Back to our example of the flock of 1000 sheep…If the flock needs to eat 4500 lbs of dry matter in a day we need a paddock with around twice this amount, or 9000 lbs. Since each acre has a standing dry biomass of about 3000 lbs when it’s at the top of Stage 2 in the S-curve, a 3 acre paddock will comfortably feed those 1000 sheep for a day.
This is good forage management and gives us the ability to grow high quality lambs as quickly as possible during the main months of productivity, which here in Oregon is April through October. But it also does something else very important to the soil. As the plants grow, are eaten just right, and regrow again—a cycle that repeats up to seven times per year—the soil organic matter (SOM) increases.
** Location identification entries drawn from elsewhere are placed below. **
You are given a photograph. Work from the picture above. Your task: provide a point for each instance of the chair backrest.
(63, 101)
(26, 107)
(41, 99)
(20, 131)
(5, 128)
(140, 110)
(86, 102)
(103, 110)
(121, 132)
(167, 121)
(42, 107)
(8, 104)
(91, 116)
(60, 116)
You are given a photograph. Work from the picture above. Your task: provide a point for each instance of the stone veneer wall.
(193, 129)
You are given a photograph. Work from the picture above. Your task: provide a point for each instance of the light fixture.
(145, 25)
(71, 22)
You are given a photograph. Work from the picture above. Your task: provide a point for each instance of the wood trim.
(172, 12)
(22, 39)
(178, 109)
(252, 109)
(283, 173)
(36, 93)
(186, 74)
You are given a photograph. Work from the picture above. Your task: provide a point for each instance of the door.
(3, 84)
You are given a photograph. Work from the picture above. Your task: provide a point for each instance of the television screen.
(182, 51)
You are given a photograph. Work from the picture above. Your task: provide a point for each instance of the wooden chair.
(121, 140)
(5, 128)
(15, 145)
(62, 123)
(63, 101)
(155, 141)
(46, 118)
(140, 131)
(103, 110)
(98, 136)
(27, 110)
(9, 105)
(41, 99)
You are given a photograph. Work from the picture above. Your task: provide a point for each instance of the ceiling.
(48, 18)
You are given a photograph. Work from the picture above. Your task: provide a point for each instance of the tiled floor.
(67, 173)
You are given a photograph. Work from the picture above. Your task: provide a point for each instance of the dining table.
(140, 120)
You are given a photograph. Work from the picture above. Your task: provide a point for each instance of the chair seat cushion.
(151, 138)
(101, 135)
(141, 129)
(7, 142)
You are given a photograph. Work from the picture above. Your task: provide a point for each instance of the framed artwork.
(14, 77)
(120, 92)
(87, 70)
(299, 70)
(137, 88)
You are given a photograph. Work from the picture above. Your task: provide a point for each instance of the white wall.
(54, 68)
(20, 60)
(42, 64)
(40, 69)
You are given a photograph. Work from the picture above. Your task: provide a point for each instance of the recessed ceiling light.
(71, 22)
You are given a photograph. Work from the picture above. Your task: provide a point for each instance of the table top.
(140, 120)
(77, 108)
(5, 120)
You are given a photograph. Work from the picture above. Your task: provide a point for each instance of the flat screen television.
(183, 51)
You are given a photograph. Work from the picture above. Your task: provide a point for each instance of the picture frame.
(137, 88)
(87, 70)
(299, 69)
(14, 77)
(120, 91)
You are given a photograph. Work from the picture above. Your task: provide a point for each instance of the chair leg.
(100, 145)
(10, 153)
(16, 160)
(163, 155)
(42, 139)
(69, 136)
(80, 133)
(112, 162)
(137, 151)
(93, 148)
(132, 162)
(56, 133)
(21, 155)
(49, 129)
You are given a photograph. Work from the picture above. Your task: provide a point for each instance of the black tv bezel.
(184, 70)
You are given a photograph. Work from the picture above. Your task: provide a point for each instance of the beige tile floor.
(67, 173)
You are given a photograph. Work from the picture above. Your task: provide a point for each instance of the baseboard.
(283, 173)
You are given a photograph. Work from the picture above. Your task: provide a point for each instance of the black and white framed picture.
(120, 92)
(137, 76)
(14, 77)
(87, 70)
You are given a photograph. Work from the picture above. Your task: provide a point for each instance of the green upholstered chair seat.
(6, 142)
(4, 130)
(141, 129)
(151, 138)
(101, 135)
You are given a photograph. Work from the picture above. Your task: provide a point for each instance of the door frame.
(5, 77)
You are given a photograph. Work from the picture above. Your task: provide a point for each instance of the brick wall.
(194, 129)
Instead of buying in tons of compost per acre, at a cost of many hundreds of dollars, our pasture produces tons of soil organic matter per acre. SOM does many things to improve soil quality, including increasing water holding capacity and improving soil tilth, and, as I’ll explain in Part 2 of this post, it stores nutrients that become available to plant roots through a transformation termed mineralization. So even though you can’t see it from space, what is happening below ground may be more beautiful than what is happening above.